Yep! That was my next question lol, t-stat temp and running temps. What radiator do you have in there, what coolant do you use, and what's the outside air temps.
 
It does not seem to care if ambient temps are in the 50s or 90s, it still runs 180°-210° dependant on how hard its laboring. It has a 50/50 mix of conventional ethylene glycol and water, with a stock radiator.
 
I do understand but I'd still like to see if your radiator's clean & working correctly, if your fans are running the right way, the rad cap's pressure checked, your system's free of air bubbles, and I'd like to see all distilled water in your car with RMI25.
 
Fan is stock with the low speed resistors bypassed, so it runs full speed. Recovery tank stays at a consistent level, and every time the cap is pulled to check level, a little bit of coolant comes out. I believe it to be completely full, with no air pockets.

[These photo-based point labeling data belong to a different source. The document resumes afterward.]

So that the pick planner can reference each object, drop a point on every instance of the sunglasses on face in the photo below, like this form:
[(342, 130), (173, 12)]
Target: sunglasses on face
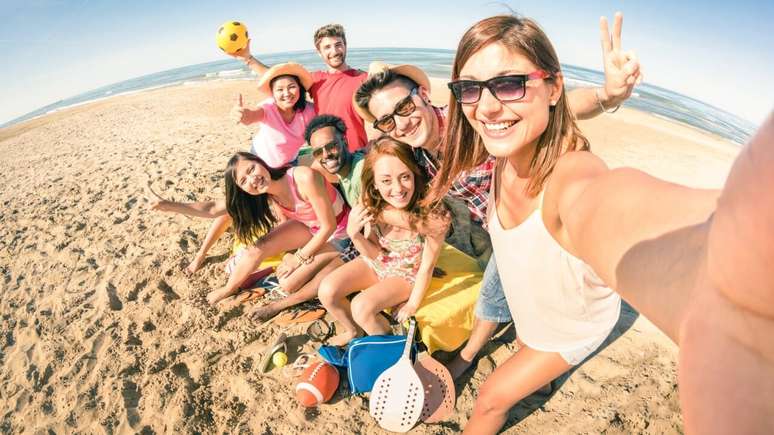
[(505, 88), (405, 107), (330, 147)]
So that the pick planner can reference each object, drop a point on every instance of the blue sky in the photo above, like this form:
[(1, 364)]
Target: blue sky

As far as drivability, the car acts perfectly. But dang is it a dog when you mash the loud pedal.
 
Tearing the front of the engine off right now. I HOPE I have the cam timing off, if not I will swap converters.

Since I hate all of the threads with questions about these cars doing this or that, and people helping, then never a resolve to the thread, I will report back with what fixes this one.

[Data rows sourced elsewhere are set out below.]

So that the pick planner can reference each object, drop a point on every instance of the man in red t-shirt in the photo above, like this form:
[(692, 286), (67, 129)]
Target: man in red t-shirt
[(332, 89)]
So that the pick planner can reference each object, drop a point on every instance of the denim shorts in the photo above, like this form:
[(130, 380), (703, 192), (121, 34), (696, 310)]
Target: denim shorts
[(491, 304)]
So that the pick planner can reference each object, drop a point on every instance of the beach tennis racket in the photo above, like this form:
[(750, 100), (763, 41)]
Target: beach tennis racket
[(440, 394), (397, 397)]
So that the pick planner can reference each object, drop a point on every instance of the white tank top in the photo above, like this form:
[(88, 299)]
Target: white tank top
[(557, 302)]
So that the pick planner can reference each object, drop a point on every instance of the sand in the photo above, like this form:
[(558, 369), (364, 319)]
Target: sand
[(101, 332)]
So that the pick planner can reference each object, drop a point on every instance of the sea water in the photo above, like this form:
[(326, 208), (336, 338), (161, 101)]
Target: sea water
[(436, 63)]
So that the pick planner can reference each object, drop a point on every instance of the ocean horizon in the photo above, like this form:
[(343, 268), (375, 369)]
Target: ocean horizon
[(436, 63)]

To quote the man that tuned/part owns the fastest stock bottom end 5.3 in the world:
"When we help each other, we all learn".
 
Got it apart. The crank gear has a "0", "A" and "R" on its keyways. It was on the "0". So for experimental purposes, I swapped it to "A". Then I pulled a plug and checked the compression again. Still only 120psi. For anyone that does not know, advancing the camshaft in relation to the crankshaft typically increases cylinder pressure and cranking compression.

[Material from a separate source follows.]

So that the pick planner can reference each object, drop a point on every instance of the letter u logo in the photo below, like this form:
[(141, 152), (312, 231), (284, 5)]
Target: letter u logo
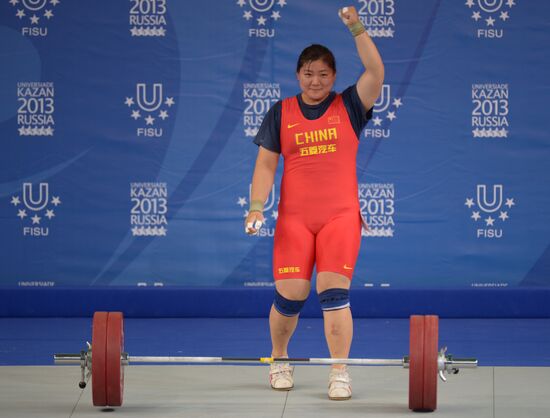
[(29, 198), (490, 6), (34, 4), (383, 102), (483, 201), (142, 98)]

So advancing the camshaft yielded the same cylinder pressure on the gauge. I was curious as to the gauge being flaky, so I went and pulled a plug out of my 2001 Sierra pickup with a stock 5.3. First test the gauge showed 145psi. Then would not give a reading again. Just stayed on zero.

So far, I have found my timing set to be assembled correctly. I think my compression gauge has taken a dump, and it looks like the converter is the culprit.

I am getting another gauge tomorrow, and plan to check the compression again before I put it back together.
 
I need to be humored here. There's no guarantee of anything using the method you're using to qualify your 120psi cranking is "too low". I've had plenty of stock short blocks that I switched heads and cam on and "only" had 120psi cranking but still had 9 sec power. I would do the following:
Get a small degree wheel on the crank and the pointer on tdc. Use a piston stop to find tdc. Then put an indicator on the #1 ex pushrod and note the closing @.050". Then back up and do the intake opening @.050". Then find out what the centerline is just as a reference point and report back. I'd use two points near peak lift when determining the centerline. This way we know where the cam is since the marks on the gears don't really mean jack. It will be hard to read the degree wheel if it's small but you should be able to get within a degree or two. Also assuming it is a stock piston engine? Can't remember.